While there, I came to the conclusion that the only thing that can improve both my outlook on life and increase my longevity is to stop using the Internet. I guess it had something to do with that piece on health care reform and the sign I saw calling President Obama "The Anus of America."

But then I had a nice lunch with my dear friend Silke and all was well with me and the world . . . until I returned home, logged into Facebook, and read a message from my friend Marc about the assification of Germany's Green Party.

Image courtesy of www.gruene-kaarst.de


For my non-German-speaking readers, it says "The only reason to vote Black." Here black refers to Chancellor Angela Merkel's Christian Democrats . . . and the woman of course.



And then I went back to the Huffington Post and saw this, too.

Image courtesy of www.huffingtonpost.com

I guess he was working in the corn fields the week his history class covered World War II.


But then Susanna sent me this and I laughed out loud and felt instantly better. So all of this negative shit notwithstanding, I think I'll be okay. Unlike the women who harbor hostile thoughts and feelings, which eventually kill them, I release mine through the wonder of Web 2.0.*

So, to those of you who do not want to live in a country that provides basic health coverage to all of its citizens,

Fuck you.

To Green Party members who are either too naive or too stupid to understand why some people find this campaign poster offensive,

Fuck you, too.

And now I will get ready to meet my dear friend Lars for a drink and enjoy the end of what has been a wonderful day.

So don't worry Stefan, I'm fine!

*yeah, the same Web 2.0 that's making me crazy in the first place. Whatever.

04 August 2009

In which our heroine discovers
that life often imitates urban myth

When I was an undergraduate (early 1980s) there was a rumor* going around about some guy whose wife or girlfriend had superglued his penis to his thigh because he had been cheating on her. One of my roommates even swore that she knew somebody who knew the couple. When I challenged her on the story, she became quite angry, as folks do when you call them on being witnesses to bullshit stories.

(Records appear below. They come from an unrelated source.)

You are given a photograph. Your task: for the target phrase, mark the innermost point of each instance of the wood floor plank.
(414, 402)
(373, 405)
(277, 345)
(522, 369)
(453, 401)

In any case, there seemed to be an epidemic of penis gluing back then, but none of these stories was ever confirmed to my satisfaction. See, this is what we did before the internet. We just screamed back and forth at each other:

No it's not, I know them personally!!
Liar! You are so full of shit!!

Alas, now friends of Therese Ziemann, Michelle Belliveau, Wendy Sewell, Tracy Hood-Davis, and Donessa Davis will be able to scream, "I know some women who glued this guy's penis!!" or "I know a guy who got his penis glued!" and their silly stories will be instantly verifiable. I'll save you the trouble of the Google search, though. You can find the story and pics of the women in the Independent.

And now I'm left wondering if people just go to the Snopes.com in search of myths they can turn into fact. At this point, I'm willing to believe anything.


*The term urban myth had not yet been coined.